Salem, Ore. – Following the Trump administration’s announcement that a national monument covering approximately 100,000 acres of federal land in southern Oregon and northern California is up for review, Democrat Senators Ron Wyden and Jeff Merkley are pushing back.
The two Oregon politicians wrote a letter to Interior Secretary Ryan Zinke where they point out what they call “extensive local support” and the “intensive public process” that led up to the Obama administration’s expansion of the Cascade-Siskiyou National Monument.
On April 26, 2017, President Donald Trump ordered the Interior Department to review monuments to determine whether they meet several requirements, including whether the lands are “appropriately classified under the Act as ‘historic landmarks, historic and prehistoric structures, [or] other objects of historic or scientific interest.”
The order also identifies monuments that may have been created without adequate local public input.
Senators Wyden and Merkley wrote in a letter to Secretary Zinke that there was “extensive public input process that led to meaningful changes in response to concerns raised” in regards to the most recent monument expansion.
The senators outlined a process that included public meetings and a written comment period where they say they received a total of 5,488 comments, with only 1,175 of those received opposed to the Obama administration’s expansion.
In addition to the comment period, the senators said meetings were held in the communities of Ashland, Klamath Falls, Medford and Yreka.
They said the support was “evenly divided between support for and opposition to the expansion” at all meetings except the one in Ashland, where 83 citizens testified in favor and 36 in opposition.

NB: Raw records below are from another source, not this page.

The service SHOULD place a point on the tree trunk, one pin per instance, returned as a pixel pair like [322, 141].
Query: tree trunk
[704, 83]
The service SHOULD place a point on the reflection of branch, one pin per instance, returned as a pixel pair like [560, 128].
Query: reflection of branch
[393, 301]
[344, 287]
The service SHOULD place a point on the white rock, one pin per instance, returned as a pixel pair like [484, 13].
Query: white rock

The two senators ended their letter with the following paragraph:
“We hope that you will consider the diverse public support and the public input process that led to expanding the Cascade-Siskiyou National Monument as you review national monument designations. We also request that you consult with members of the Oregon Congressional delegation, the State of Oregon and federally recognized local tribes before making any decisions about the Cascade-Siskiyou National Monument.”